Windows Doesn’t Like to Share
In yet another attempt to use the standard features of Windows I find that Sharing on Windows 7 is a complete hassle and is no where near as simple as it used to be with previous versions. On Windows XP, as well as Windows Server 2003 which I have running at home, sharing a folder is as easy as right-click, Sharing, Everyone – Read. And then the folder magically appears for all machines that can see the host.
Windows 7 manages to take this simple concept, throw it out the window, set it on fire, piss on the ashes and come up with a whole new, more complicated way of doing it.
Two co-workers and myself use Windows 7. We aren’t on a domain. I don’t think we’re even in the same Workgroup, Homegroup or whatever super cool name Windows calls it now days. We are however connected into the same hub and want to share files. You would think this would be easy. Not so anymore.
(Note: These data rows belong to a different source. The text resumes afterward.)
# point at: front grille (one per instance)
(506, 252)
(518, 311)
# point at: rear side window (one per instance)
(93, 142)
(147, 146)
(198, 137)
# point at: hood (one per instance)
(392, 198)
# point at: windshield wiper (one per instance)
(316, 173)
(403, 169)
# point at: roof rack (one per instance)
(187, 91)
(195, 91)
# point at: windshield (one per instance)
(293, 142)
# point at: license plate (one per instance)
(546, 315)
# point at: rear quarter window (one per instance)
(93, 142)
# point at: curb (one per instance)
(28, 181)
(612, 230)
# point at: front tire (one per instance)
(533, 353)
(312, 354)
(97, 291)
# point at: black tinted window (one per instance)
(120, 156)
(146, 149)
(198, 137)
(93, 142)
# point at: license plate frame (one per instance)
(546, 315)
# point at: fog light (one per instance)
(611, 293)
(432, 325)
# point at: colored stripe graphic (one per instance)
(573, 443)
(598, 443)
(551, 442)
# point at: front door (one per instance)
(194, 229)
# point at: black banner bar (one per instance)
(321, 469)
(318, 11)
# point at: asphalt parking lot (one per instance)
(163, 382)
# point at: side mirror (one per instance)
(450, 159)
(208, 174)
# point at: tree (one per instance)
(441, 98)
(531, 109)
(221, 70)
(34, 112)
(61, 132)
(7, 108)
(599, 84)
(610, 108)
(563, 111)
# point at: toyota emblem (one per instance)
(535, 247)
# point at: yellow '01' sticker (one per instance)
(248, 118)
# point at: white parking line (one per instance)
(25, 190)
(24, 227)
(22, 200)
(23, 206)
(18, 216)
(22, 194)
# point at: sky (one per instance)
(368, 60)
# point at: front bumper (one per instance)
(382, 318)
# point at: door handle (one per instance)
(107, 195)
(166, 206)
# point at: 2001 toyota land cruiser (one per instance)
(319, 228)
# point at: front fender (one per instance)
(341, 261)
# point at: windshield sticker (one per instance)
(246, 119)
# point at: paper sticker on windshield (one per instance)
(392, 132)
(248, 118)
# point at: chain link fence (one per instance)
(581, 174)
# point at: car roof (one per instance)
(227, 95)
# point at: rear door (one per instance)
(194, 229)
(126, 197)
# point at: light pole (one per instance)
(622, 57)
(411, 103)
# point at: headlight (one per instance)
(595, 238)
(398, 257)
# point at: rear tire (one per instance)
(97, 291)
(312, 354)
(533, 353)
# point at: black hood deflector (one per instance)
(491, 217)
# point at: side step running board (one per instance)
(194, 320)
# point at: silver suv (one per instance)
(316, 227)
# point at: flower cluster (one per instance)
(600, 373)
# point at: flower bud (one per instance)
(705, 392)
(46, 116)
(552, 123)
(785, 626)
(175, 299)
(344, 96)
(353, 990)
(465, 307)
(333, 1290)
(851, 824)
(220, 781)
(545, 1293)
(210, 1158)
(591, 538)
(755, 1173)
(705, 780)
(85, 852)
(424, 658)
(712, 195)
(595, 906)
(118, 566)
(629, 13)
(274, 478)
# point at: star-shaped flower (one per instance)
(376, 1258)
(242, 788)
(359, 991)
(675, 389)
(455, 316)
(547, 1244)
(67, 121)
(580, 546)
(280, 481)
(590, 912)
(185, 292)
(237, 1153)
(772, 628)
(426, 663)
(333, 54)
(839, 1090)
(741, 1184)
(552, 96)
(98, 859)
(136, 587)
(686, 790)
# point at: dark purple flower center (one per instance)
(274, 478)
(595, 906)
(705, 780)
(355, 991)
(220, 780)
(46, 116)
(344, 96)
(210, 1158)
The simple act of setting Everyone – Read on a folder doesn’t do a thing. It’s not shared like you would expect. The only way we got this to work was to actually create a new machine account, set a password, then when the user connects they’re prompted for credentials and then low and behold you can see the files. This also means they can log onto my machine if they want to! Nice security!
Clearly being an Administrator on your own machine doesn’t mean anything anymore, and the word Everyone has a different meaning in the Microsoft world than it does for the rest of us. Everyone is some group of people nobody knows about. Seriously, why does it have to be this hard to use this stupid Operating System? An no, my server and workstations at home aren’t in a domain, or part of the same workgroup, and yet, they share files with no problems what so ever.
Yet again, another function that used to work, ruined by Windows 7, or rather Windows Vista SP3 as it should be called.